Meanwhile, still carried along by my grief as though by a wind, I had crossed the park, I had entered the house, I had mounted the stairs, I had returned to my task. There I sat, pen in hand, in front of a sheet of paper at the top of which I had written: 'Dearest Leda.' It was the letter of final and absolute farewell to my wife. Then I realized that I was weeping.
I do not know how much I wept; I only know that I wept and wrote at the same time, and that, as I wrote, the tears fell upon the words and blotted them out. I wanted to tell her that all was over between us two and that it was better for us to part, but as I thought and wrote down these things, I felt a violent pain and, as it were, a refusal on the part of my whole body, which seemed to express itself in this uninterrupted flood of tears. I realized that I was closely tied to her, that it did not in the least matter to me that she had betrayed me, and that, in the long run, it did not matter to me even if she gave herself to others for love and reserved, for me, nothing but simple affection. I tried to imagine, at moments, what life would be like without her, and I knew that, after having for so many years thought of suicide, I should really kill myself this time. Nevertheless I went on writing and weeping. And so I finished the letter and signed it. But, when I started reading it over, I saw that it was all blotted out by tears and I knew I should never have the courage to send it.
At that moment I had an exact perception of the weakness of my own character, made up, as it was, of impotence and morbidity and selfishness; and I accepted it completely, all at once. I knew that, after that night, I should be a much more modest man, and that perhaps, if I so wished, I should be able, if not exactly to change, at least to correct, myself, since in that one single night I had learned more about myself than in all the other years of my life. This thought calmed me. I rose from the desk, went into my bedroom and bathed my red, swollen eyes. Then I went back into the study and stood at the window that looked out to the front of the house.
I stood there for about ten minutes, thinking of nothing and allowing the silence and serenity of the night to calm the tumult of my spirit.

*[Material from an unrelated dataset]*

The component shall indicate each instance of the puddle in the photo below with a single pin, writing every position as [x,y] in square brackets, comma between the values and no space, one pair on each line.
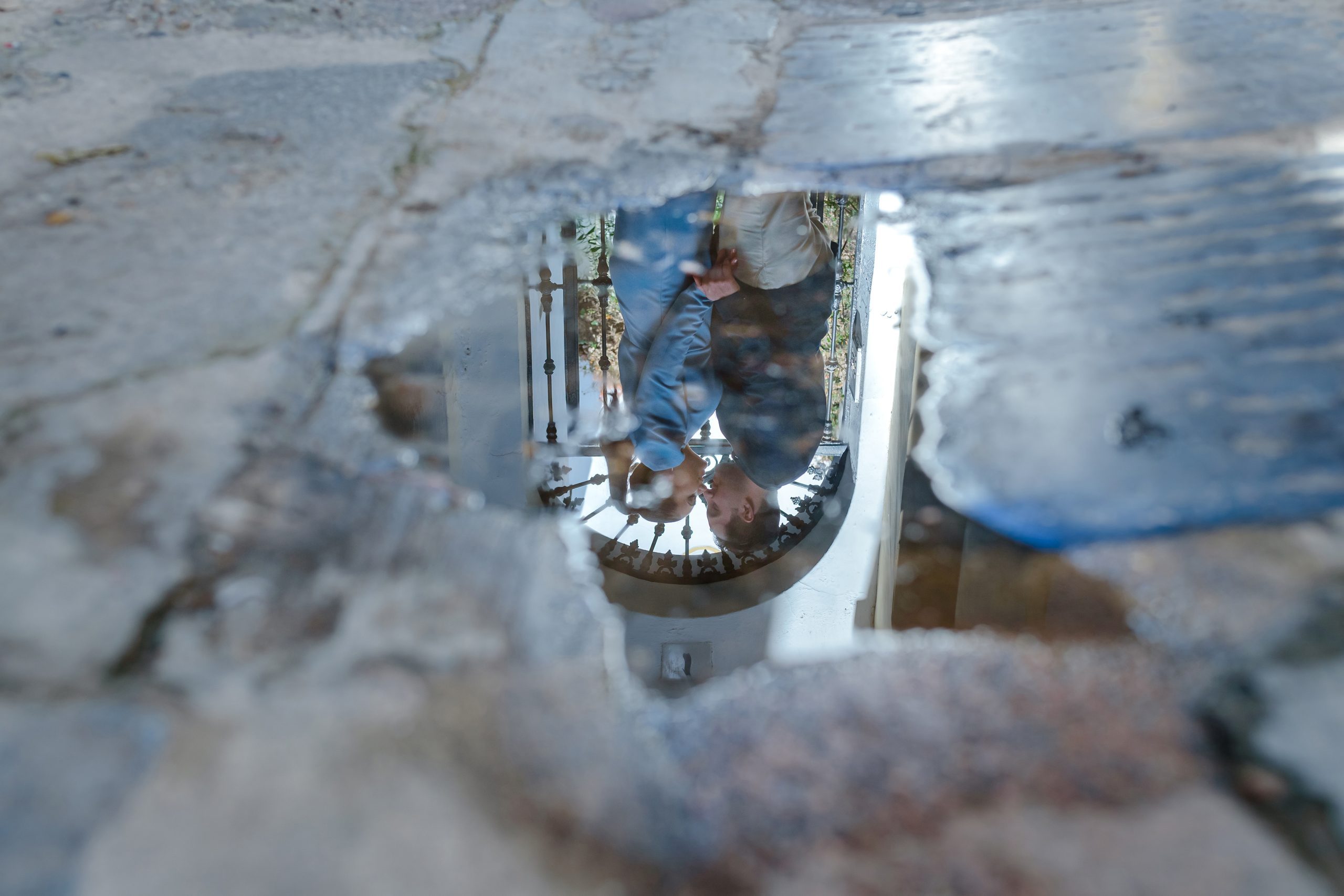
[731,430]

I was not thinking about Leda, and was surprised when I saw her suddenly appear at one corner of the open space and run towards the door. In order to move more speedily, she was holding up, with both hands, her long dress; and, seen like that from above, as she darted across the moonlit gravel, she made me think of some little wild animal, a fox or a weasel, which, furtive, innocent, its coat still stained with blood, scurries back to its lair after a raid on a chicken-run. This sensation was so strong that I almost seemed to see her transformed into an animal, and I was conscious, for one moment, of that look of innocence as of a physical quality — almost like some wild odour. And, in spite of myself, I could not help smiling affectionately. Then, still running, she raised her eyes towards me as I stood at the window. Her eyes met mine, and I thought I detected in hers a presentiment of an unpleasant scene. She lowered her head immediately and went into the house. Slowly I drew back from the window, and went and sat down on the sofa.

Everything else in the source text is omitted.